Profiteroles with Berry Coulis Recipe
Profiteroles are miniature cream puffs made with pâte á choux (paht-ah-SHOO), an egg-based pastry that puffs as it bakes. Coulis (koo-LEE) is the French name for a thick sauce made with fruits or vegetables.


5 servings (serving size: 3 cream puffs and 1/2 cup coulis)

Recipe from

Cooking Light

Nutritional Information

Calories 283
Caloriesfromfat 30 %
Fat 9.4 g
Satfat 5.2 g
Monofat 2.4 g
Polyfat 0.9 g
Protein 7.3 g
Carbohydrate 44 g
Fiber 5.1 g
Cholesterol 67 mg
Iron 1.6 mg
Sodium 248 mg
Calcium 75 mg


3/4 cup all-purpose flour
3/4 cup water
3 tablespoons butter
1 teaspoon granulated sugar
1/4 teaspoon salt
3 large egg whites
1 large egg yolk
2 cups sliced strawberries
1 cup fresh blackberries
1 cup fresh raspberries
3 tablespoons granulated sugar
Remaining ingredients:
1 cup vanilla low-fat frozen yogurt
2 tablespoons powdered sugar


Preheat oven to 375°.

To prepare pâte á choux, lightly spoon the flour into dry measuring cups, and level with a knife.

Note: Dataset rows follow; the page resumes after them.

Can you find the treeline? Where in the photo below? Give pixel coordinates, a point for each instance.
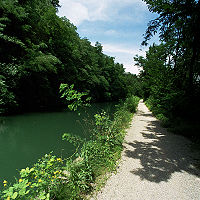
(171, 71)
(39, 51)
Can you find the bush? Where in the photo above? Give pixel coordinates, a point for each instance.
(52, 178)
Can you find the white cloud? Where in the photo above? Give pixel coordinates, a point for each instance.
(92, 10)
(74, 11)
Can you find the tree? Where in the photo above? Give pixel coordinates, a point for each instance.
(178, 25)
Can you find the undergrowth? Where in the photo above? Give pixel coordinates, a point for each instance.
(76, 176)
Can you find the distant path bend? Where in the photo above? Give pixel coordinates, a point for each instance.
(155, 164)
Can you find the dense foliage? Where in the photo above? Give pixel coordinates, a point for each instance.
(76, 176)
(39, 50)
(171, 71)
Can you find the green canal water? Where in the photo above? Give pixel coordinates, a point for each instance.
(26, 138)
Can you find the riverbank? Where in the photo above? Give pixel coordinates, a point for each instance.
(46, 180)
(155, 164)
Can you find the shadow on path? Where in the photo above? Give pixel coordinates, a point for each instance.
(161, 154)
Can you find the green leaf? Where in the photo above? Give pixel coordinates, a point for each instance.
(14, 196)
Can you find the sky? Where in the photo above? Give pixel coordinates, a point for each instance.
(118, 25)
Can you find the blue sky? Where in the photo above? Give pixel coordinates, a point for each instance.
(117, 24)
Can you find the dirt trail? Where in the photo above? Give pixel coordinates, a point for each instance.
(155, 164)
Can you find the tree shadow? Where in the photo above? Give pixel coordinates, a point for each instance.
(161, 155)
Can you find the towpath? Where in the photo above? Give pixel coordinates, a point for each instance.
(155, 164)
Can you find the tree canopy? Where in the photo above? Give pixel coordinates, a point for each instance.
(40, 50)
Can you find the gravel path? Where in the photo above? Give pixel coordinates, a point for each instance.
(155, 165)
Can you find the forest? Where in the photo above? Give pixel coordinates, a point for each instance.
(42, 54)
(170, 72)
(40, 50)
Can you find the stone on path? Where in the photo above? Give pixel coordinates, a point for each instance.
(155, 164)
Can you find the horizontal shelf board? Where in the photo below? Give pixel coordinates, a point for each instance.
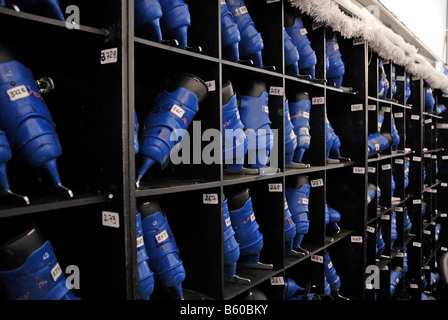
(189, 185)
(49, 21)
(393, 103)
(256, 277)
(53, 203)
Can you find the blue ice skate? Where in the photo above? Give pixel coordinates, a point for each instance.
(251, 44)
(395, 276)
(30, 269)
(164, 261)
(291, 56)
(175, 21)
(147, 14)
(5, 156)
(166, 123)
(297, 195)
(145, 274)
(46, 8)
(235, 142)
(290, 137)
(255, 116)
(246, 229)
(290, 230)
(230, 35)
(336, 69)
(231, 248)
(333, 143)
(26, 120)
(378, 142)
(429, 99)
(333, 279)
(292, 288)
(298, 33)
(299, 105)
(334, 217)
(383, 82)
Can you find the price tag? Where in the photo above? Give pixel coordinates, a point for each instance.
(162, 236)
(109, 56)
(317, 183)
(111, 219)
(275, 187)
(56, 272)
(359, 170)
(277, 281)
(210, 198)
(276, 91)
(18, 93)
(178, 111)
(357, 107)
(318, 100)
(316, 258)
(211, 85)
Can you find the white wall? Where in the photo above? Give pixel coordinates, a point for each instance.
(426, 19)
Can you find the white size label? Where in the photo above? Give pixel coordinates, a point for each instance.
(56, 272)
(18, 93)
(178, 111)
(110, 219)
(275, 187)
(109, 56)
(277, 281)
(211, 85)
(318, 100)
(276, 91)
(162, 236)
(317, 183)
(210, 198)
(359, 170)
(357, 107)
(140, 242)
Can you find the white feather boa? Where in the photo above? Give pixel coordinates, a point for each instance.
(386, 43)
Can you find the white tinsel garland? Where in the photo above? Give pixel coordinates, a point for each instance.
(386, 43)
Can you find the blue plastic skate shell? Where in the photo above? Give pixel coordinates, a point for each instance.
(254, 113)
(147, 14)
(251, 44)
(145, 274)
(39, 278)
(27, 122)
(235, 148)
(167, 122)
(163, 253)
(378, 142)
(175, 21)
(46, 8)
(230, 35)
(291, 56)
(336, 68)
(300, 118)
(290, 136)
(308, 59)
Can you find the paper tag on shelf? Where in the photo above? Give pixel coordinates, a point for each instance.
(210, 198)
(110, 219)
(275, 187)
(109, 56)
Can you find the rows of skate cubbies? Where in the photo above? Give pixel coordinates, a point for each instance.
(93, 105)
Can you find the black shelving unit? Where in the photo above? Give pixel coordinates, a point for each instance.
(93, 106)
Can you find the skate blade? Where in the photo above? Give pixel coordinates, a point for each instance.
(297, 165)
(259, 266)
(239, 280)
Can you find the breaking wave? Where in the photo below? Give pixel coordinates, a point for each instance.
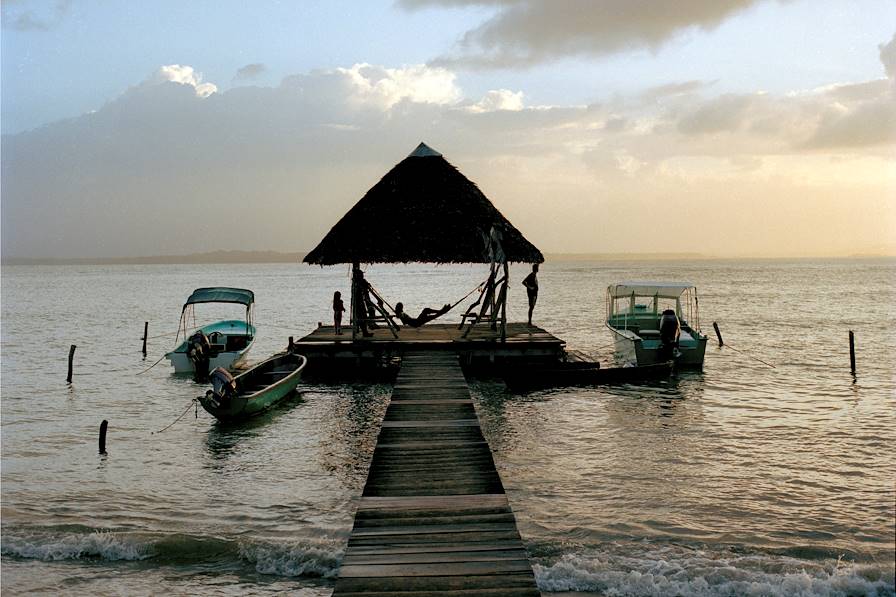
(679, 571)
(310, 557)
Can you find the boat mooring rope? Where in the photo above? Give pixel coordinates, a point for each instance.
(193, 402)
(151, 366)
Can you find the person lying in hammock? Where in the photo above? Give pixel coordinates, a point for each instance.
(426, 315)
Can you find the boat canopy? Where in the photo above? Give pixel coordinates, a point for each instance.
(660, 289)
(221, 294)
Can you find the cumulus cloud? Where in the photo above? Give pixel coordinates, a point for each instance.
(388, 86)
(499, 99)
(527, 32)
(250, 71)
(862, 114)
(888, 57)
(18, 18)
(162, 169)
(185, 75)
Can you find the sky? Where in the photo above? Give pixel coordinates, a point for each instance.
(724, 127)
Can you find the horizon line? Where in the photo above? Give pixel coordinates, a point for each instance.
(239, 256)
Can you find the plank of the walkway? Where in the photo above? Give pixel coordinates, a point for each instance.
(433, 518)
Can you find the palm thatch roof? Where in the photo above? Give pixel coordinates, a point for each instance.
(423, 210)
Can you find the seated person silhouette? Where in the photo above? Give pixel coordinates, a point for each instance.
(426, 315)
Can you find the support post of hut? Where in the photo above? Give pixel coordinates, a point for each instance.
(504, 303)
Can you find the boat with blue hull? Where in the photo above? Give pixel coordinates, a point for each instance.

Combine water and next 3 ingredients (water through salt) in a medium saucepan; bring to a boil. Reduce heat to low, and add the flour, stirring well with a whisk until the mixture is smooth and pulls away from sides of pan. Remove from heat, and cool 5 minutes.

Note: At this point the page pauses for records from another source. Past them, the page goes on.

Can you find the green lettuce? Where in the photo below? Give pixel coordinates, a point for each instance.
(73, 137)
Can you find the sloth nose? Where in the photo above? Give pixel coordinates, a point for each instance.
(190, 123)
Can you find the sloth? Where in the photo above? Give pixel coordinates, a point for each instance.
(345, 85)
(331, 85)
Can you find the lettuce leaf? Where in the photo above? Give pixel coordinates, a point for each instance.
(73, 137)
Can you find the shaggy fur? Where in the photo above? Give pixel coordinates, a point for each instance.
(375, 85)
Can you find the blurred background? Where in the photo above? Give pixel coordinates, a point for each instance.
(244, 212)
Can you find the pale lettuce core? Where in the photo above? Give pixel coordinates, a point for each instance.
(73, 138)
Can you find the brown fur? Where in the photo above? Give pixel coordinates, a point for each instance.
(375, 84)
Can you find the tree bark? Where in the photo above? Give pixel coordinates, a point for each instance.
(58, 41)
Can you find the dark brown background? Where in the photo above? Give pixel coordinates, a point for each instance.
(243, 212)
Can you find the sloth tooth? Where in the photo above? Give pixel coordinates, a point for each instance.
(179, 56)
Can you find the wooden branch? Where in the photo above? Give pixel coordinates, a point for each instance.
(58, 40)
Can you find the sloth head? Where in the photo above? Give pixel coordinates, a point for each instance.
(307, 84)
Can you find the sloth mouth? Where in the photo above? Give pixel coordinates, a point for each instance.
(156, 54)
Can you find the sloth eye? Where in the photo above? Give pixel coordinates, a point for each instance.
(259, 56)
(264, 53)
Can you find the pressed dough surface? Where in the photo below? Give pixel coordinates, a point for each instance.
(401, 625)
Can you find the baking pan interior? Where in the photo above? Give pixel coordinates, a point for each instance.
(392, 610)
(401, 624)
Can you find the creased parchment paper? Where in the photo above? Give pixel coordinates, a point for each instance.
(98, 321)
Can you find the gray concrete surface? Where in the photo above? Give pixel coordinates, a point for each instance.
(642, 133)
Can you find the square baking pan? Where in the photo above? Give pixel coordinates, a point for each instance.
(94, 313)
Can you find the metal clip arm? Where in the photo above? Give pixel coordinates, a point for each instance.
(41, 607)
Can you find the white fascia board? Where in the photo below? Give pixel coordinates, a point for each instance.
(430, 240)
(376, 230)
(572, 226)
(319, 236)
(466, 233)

Add egg whites and egg yolk, 1 at a time, beating vigorously with a wooden spoon until smooth. Spoon mixture into a pastry bag fitted with a 1/2-inch round tip. Pipe 15 (1 1/2-inch round) mounds onto a baking sheet lined with parchment paper. Bake at 375° for 35 minutes or until golden. Remove pan from oven; reduce oven temperature to 300°. Cut a horizontal slit into one side of each cream puff. Return to oven; bake at 300° for 5 minutes. Cool on a wire rack.

To prepare coulis, combine the strawberries, blackberries, raspberries, and 3 tablespoons granulated sugar in a medium bowl; chill 30 minutes. Partially mash berries with a fork. Cut tops off cream puffs, and fill each cream puff with about 1 tablespoon yogurt. Sprinkle with powdered sugar. Serve with coulis.